Was set, and, visible for many a mile,

The cottage windows through the twilight blazed,

I heeded not the summons: happy time

It was indeed for all of us; for me

It was a time of rapture! Clear and loud 30

The village clock tolled six—I wheeled about,

Proud and exulting like an untired horse,

That cares not for his home—All shod with steel

We hissed along the polished ice, in games

Confederate, imitative of the chase 35

And woodland pleasures—the resounding horn,

The pack loud-chiming, and the hunted hare.

So through the darkness and the cold we flew,

And not a voice was idle; with the din

Smitten, the precipices rang aloud; 40

The leafless trees and every icy crag

Tinkled like iron; while far-distant hills

Into the tumult sent an alien sound

Of melancholy, not unnoticed, while the stars,

Eastward, were sparkling clear, and in the west 45

The orange sky of evening died away.

Not seldom from the uproar I retired

Into a silent bay, or sportively

Glanced sideway, leaving the tumultuous throng,

To cut across the reflex of a star; 50

Image, that, flying still before me, gleamed

Upon the glassy plain; and oftentimes,

When we had given our bodies to the wind,

And all the shadowy banks on either side

Came sweeping through the darkness, spinning still 55

The rapid line of motion, then at once

Have I, reclining back upon my heels,

Stopped short, yet still the solitary cliffs

Wheeled by me—even as if the earth had rolled

With visible motion her diurnal round! 60

Behind me did they stretch in solemn train,

Feebler and feebler, and I stood and watched

Till all was tranquil as a summer sea.

1–14. In what other poems does Wordsworth describe "the education of nature?"
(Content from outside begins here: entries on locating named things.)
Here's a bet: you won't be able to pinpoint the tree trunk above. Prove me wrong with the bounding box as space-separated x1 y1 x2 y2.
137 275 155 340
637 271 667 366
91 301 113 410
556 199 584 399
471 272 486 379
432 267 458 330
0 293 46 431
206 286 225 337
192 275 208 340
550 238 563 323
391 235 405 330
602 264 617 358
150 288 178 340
8. Nature's teaching is never sordid nor mercenary, but always purifying and ennobling.

10. PURIFYING, also SANCTIFYING (l. 12), refer to "Soul" (l. 2).

12–14. Human cares are lightened in proportion to our power of sympathising with nature. The very beatings of our heart acquire a certain grandeur from the fact that they are a process of nature and linked thus to the general life of things. It is possible that "beatings of the heart" may figuratively represent the mere play of the emotions, and thus have a bearing upon the words "pain and fear" in line 13.

15. FELLOWSHIP. Communion with nature in her varying aspects as described in the following lines.

31. VILLAGE CLOCK. The village was Hawkshead.

35. CONFEDERATE. Qualifies "we," or "games." Point out the different shades of meaning for each agreement.

42. TINKLED LIKE IRON. "When very many are skating together, the sounds and the noises give an impulse to the icy trees, and the woods all round the lake tinkle." S. T. Coleridge in The Friend, ii, 325 (1818).

42–44. The keenness of Wordsworth's sense perceptions was very remarkable. His susceptibility to impressions of sound is well illustrated in this passage, which closes (l. 43–46) with a color picture of striking beauty and appropriateness.

50. REFLEX=reflection. Cf.:

Like the reflex of the moon Seen in a wave under green leaves. Shelley, Prometheus Unbound, iii, 4.

In later editions Wordsworth altered these lines as follows:

To cut across the image. 1809. To cross the bright reflection. 1820.

54–60. The effect of rapid motion is admirably described. The spinning effect which Wordsworth evidently has in mind we have all noticed in the fields which seem to revolve when viewed from a swiftly moving: train. However, a skater from the low level of a stream would see only the fringe of trees sweep past him. The darkness and the height of the banks would not permit him to see the relatively motionless objects in the distance in either hand.

57–58. This method of stopping short upon one's heels might prove disastrous.

58–60. The effect of motion persists after the motion has ceased.